Folklore Gaeilge-Béarla – Frank McNally on fear (and loathing) in Anglo-Irish relations
Benjamin Disraeli: strong views. Hulton Archive/Getty Images
‘Nominative determinism” may or may not be a real factor in the careers people choose (or have chosen for them). But either way, it makes for an entertaining theory. And the latest example of its possible influence, from the British civil service, is a classic.
According to the London Times, the UK’s department for health and social care has just tasked a top bureaucrat with “alleviating public concerns about medical shortages in the event of a no-deal Brexit”. His name? Dominic Fear. Which, even if he were not a top bureaucrat, would justify giving him the job. As the Times says, he must surely be known as “Project”.
His unusual surname is probably of Norman origin. In France it would be “De Vere”, a family whose Irish offshoots included the Limerick-born poet Aubrey De Vere, once admired by Wordsworth. Somehow the “Vere” turned to “Fear” after crossing the English Channel. There may be a moral in that.
The story reminds me in passing of what may the most strangely named river in Ireland, the “Fear English” in Co Kildare. It’s not so much a river as a stream, perhaps, although it also gives its name to a single-span bridge that crosses it near Johnstown.
The Fear English joins the Blackwater nearby, which in turn flows into the Boyne. But it’s not mentioned in the place-name database Logainm.ie and I can’t find any explanation for the name, other than the clue from a friend who lives in the area that the “Fear” is locally pronounced “Fair”.
This suggests that while the “English” looks English, the “Fear” is Irish and means “grass” in some form. In that sense, the river may be a cousin of such townlands as “Fear More” in Galway, whose name might sound paranoid to a British tourist but just means “Big Meadow”.
While googling the river, I chanced upon a quasi-scientific website that listed “anglophobia” as a recognised medical condition.
Which it may well be in some places, possibly now including Government Buildings. But I’m not sure if the website’s advice would be much use in treating it.
For all I know, the content was entirely computer-generated, although it starts plausibly enough by defining the disorder as “fear of England or English culture”. Under “symptoms”, however, it begins to sound a bit generic: “ . . . shortness of breath, rapid breathing, irregular heartbeat, sweating [ . . . ], nausea, inability to articulate words or sentences, dry mouth and shaking”.
Then it asks: “Can I take medicine?”
And there follows an even vaguer reply to the effect that, yes, you can, but with caution.No specific tablets are mentioned.
We can but hope that the Irish civil servants preparing for a no-deal Brexit are stocking up on something.

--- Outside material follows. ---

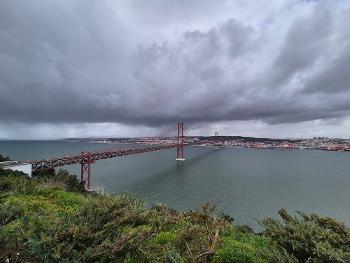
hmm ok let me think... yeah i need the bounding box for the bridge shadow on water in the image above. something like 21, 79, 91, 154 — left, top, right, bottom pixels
121, 146, 224, 197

They may not bring sufferers out in an actual rash, but both Anglophobia and Hibernophobia are well attested social phenomena. Wikipedia has extensive sections on each and the contrast is interesting.
Anglophobia is more of a universal condition, for example, affecting people as far away as China.

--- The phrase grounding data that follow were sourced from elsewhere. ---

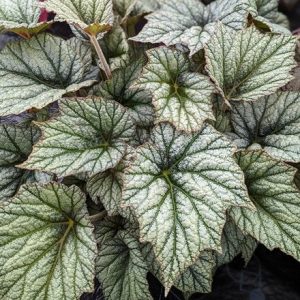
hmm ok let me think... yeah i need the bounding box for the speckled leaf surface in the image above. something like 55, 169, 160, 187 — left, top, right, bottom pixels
21, 98, 135, 177
93, 60, 154, 126
87, 148, 135, 216
0, 182, 97, 300
217, 219, 257, 267
0, 125, 40, 201
248, 0, 290, 34
96, 230, 151, 300
229, 91, 300, 163
122, 123, 253, 290
205, 25, 296, 103
41, 0, 113, 35
131, 0, 250, 55
135, 47, 215, 132
175, 251, 216, 296
231, 151, 300, 261
0, 34, 96, 116
0, 0, 47, 36
99, 24, 129, 71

But while Hibernophobia has a narrower base, mostly Britain and America, it seems to much better supplied with quotations.

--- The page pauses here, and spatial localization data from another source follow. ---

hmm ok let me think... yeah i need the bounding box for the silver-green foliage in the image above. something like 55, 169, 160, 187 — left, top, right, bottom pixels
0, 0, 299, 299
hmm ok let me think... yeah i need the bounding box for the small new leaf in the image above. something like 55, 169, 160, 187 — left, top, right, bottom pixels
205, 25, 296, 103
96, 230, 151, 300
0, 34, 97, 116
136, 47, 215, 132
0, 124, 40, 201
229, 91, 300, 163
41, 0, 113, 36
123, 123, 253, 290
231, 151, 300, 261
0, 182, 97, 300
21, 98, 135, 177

Our “ancient and friendly neighbour” (copyright Bruce Arnold) has been insulting us memorably since the days of Giraldus Cambrensis, official apologist to the Norman invasion, who said that Ireland was home to a “filthy people, wallowing in vice”.
Eight centuries later, Margaret Thatcher said we were “all liars”.
And somewhere in between, backdating the abuse to prehistory, Benjamin Disraeli, replying in parliament to Daniel O’Connell, said: “Yes, I am a Jew, and when the ancestors of the Right Honourable Gentleman were brutal savages in an unknown island, mine were priests in the Temple of Solomon.”
Disraeli was wrong, of course. Around the time of Solomon, as any Horslips fan will know, control of Ireland was disputed by two highly sophisticated races, the Tuatha de Danann and the Fomorians. The former were magicians, who represented light, growth, and civilisation; the former represented chaos, darkness, and death.
Luckily, the Tuatha won, in the process killing the Fomorian leader Balor of the Evil Eye. And though the victors were driven underground by later invaders, to become the “little people”, their magical influence on growth can still be seen today in Ireland’s annual GDP figures.
The Fomorians, by contrast, are now unheard of, except on the internet. Their latter-day descendants are people haunted by a phobia for which there is no known cure. Wherever they go, they feel they should be somewhere else. Hence the well-known acronym, derived from the opening letters of their name, which means “fear of missing out”.